# Piko Bret Bett



## JanaeUlva (Feb 5, 2011)

I have seen breeder website/litter information emphasizing Piko Bret Bett (Rudi) where they have lines to him. I am wondering what information people have about "Rudi" beyond what I could find repeated around the different websites.

What I could find is this:
*VELMI DOBRY - 5VQ1/P* (Very Good - what is 5VQ1/P)?? 
PIKO is a large, strong dark sable male with strong bones and strong head, self-confident in any situation. He has strong ball and prey drives, at the same time he's naturally sharp,capable of immediate biting. PIKO is an easily trainable dog which is proven by the number of titles he's completed.

In my pups pedigree, Piko was bred to Java Neresnicka dolina and does anybody have input on this particular pairing?

Thanks, I am trying to learn more about the dogs in Minka's pedigree and I hope I can understand/recognize how these lines might express themselves in her.


----------



## horsegirl (Aug 11, 2010)

sorry I can't help , but Piko is gorgeous!!!!!


----------



## GSDElsa (Jul 22, 2009)

The only dog I know in either pedigree is Cordon An Sat (but I'm clueless about Czech and Slovac(?) lines.
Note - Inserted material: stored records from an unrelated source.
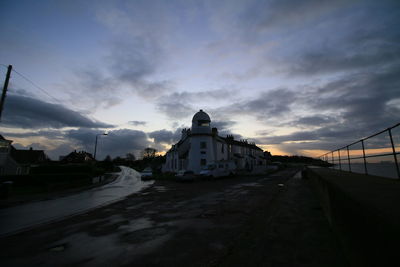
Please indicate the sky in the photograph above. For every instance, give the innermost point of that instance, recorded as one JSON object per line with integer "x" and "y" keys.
{"x": 295, "y": 77}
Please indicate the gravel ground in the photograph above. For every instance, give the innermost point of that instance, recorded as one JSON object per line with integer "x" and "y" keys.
{"x": 270, "y": 220}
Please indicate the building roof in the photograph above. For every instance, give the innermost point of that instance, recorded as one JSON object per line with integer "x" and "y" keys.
{"x": 201, "y": 116}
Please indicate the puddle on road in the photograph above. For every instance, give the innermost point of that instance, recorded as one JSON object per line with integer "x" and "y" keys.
{"x": 247, "y": 184}
{"x": 138, "y": 224}
{"x": 160, "y": 188}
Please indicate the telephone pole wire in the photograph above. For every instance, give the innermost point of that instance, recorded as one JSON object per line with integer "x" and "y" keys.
{"x": 3, "y": 95}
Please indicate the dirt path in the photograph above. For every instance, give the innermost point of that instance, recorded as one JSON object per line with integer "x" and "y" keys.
{"x": 169, "y": 224}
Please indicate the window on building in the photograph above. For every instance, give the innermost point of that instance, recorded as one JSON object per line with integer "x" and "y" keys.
{"x": 203, "y": 145}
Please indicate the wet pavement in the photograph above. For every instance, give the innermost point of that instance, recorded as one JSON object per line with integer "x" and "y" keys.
{"x": 18, "y": 218}
{"x": 205, "y": 223}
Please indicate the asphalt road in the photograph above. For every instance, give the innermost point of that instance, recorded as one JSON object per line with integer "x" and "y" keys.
{"x": 19, "y": 218}
{"x": 242, "y": 221}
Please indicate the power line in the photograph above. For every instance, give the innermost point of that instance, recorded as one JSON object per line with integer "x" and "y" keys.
{"x": 37, "y": 86}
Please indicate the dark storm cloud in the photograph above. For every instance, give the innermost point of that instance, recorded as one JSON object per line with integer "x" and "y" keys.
{"x": 174, "y": 108}
{"x": 359, "y": 51}
{"x": 361, "y": 104}
{"x": 165, "y": 136}
{"x": 116, "y": 143}
{"x": 175, "y": 105}
{"x": 27, "y": 112}
{"x": 261, "y": 15}
{"x": 137, "y": 123}
{"x": 317, "y": 120}
{"x": 53, "y": 134}
{"x": 268, "y": 105}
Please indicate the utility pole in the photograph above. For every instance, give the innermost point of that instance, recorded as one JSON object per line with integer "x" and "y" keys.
{"x": 3, "y": 95}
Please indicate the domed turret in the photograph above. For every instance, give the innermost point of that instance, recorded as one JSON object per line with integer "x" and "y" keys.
{"x": 201, "y": 122}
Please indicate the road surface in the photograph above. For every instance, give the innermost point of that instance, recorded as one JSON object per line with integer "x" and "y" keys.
{"x": 26, "y": 216}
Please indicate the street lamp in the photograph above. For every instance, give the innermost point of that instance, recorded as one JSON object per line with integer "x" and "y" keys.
{"x": 95, "y": 144}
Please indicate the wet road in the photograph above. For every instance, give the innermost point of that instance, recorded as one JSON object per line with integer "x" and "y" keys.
{"x": 26, "y": 216}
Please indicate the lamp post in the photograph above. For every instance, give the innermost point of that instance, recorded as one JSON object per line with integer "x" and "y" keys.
{"x": 95, "y": 144}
I can't offer info for you, but I'm just post for a bump that maybe Cliff will see since he's the resident East Bloc man


----------



## cliffson1 (Sep 2, 2006)

Its late at night and I briefly glanced at thi post. I really don't know what is being asked by OP. I think that Piko is probably a very very nice dog. I doubt that he can consistently produce what he is. JMO I also think that the mate to Piko is very important as his pedigree is so different from sire to dam. His sire Furos has very nice genetics. His dam side is not particularly to my liking....doesn't make it bad, just not what I am looking for to breed. There are other things that are not my cup of tea, but again remember part of breeding is the match with two individuals and the other part is the strengths and weaknesses of ancestory and depth of line/inbreeding forming the recombinations of genes to shape traits. A lot to look at and not really fair to speculate in open forum some of my concerns.


----------



## JanaeUlva (Feb 5, 2011)

Hi Clff, thanks for the quick look. To clarify my question - there has been emphasize on the presence of Piko in the pedigree and I am wondering if anyone has more info about Piko beyond the simple statement I found and posted. 
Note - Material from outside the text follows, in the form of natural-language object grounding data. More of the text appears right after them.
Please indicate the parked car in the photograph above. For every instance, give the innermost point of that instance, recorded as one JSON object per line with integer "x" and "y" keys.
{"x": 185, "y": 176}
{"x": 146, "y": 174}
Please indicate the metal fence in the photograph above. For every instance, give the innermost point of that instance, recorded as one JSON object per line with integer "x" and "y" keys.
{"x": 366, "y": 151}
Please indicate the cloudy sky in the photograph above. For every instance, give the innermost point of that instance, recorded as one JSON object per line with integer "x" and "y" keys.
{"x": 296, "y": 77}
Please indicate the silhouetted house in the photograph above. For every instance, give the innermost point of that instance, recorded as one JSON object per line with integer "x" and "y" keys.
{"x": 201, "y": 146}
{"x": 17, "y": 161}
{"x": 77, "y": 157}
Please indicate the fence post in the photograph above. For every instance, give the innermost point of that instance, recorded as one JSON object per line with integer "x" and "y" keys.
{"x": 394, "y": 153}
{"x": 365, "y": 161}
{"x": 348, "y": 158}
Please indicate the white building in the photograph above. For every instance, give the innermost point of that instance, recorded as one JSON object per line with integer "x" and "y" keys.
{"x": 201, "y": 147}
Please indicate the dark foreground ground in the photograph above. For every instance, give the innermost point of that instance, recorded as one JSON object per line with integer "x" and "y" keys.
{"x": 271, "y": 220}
Also wondering what 5VQ1/P means.

Finally, wondering about the combination of Piko and Java. This combination makes up the dam (Ria) to my dog, Minka.

Thanks! Any observations are welcome.


----------



## gagsd (Apr 24, 2003)

Jinopo.CZ


----------



## gagsd (Apr 24, 2003)

5
required strength, build, refinement
height:
Dog: 63 - 65 cm
Female: 58 - 60 cm

V
wolf grey, dark features

Q
dark pigment

1
considerable hardness, courage and willingness to fight

P
let go sleeve on handler's order


----------



## cliffson1 (Sep 2, 2006)

When analyzing those letters/numbers, most people look at last two and look for 1 and P. If the number is other than 1 and the letter is N, then it is not considered the best. The letter N connotes that the dog engaged but didnot release the sleeve when commanded. This can be due to training, hardness, or nerves. With many thin nerved dogs they find comfort in the sleeve and won't release. Neverless, you want to see P and not N.


----------



## cliffson1 (Sep 2, 2006)

Also why the emphasis on Piko in the pedigree. He is not strongly enough linebred to have an inordinate influence in the pedigree. I would think he brings any more than the other dogs in the pedigree in similar positions and maybe not as much. I guess what I am trying to say is that with a pedigree like Piko, what he is, is probably not as important as what he is made up of.


----------



## JanaeUlva (Feb 5, 2011)

cliffson1 said:


> Also why the emphasis on Piko in the pedigree. He is not strongly enough linebred to have an inordinate influence in the pedigree. I would think he brings any more than the other dogs in the pedigree in similar positions and maybe not as much. I guess what I am trying to say is that with a pedigree like Piko, what he is, is probably not as important as what he is made up of.


That makes sense totally to me. I have been wondering how each individual would affect the total especially with the lack of line breeding.

Below is what was stated about the pairing of Ria & Erri and thus my specific interest in this one dog in the pedigree.

"Ria has been imported to breed to Erri z Blatenskeho Zamku. Ria comes from very strong Czech border patrol working lines. Her sire Piko Bret Bett has produced many very serious working dogs in the Czech Republic and the United States. She should produce all black and black sable pups with very strong heads and strong temperaments."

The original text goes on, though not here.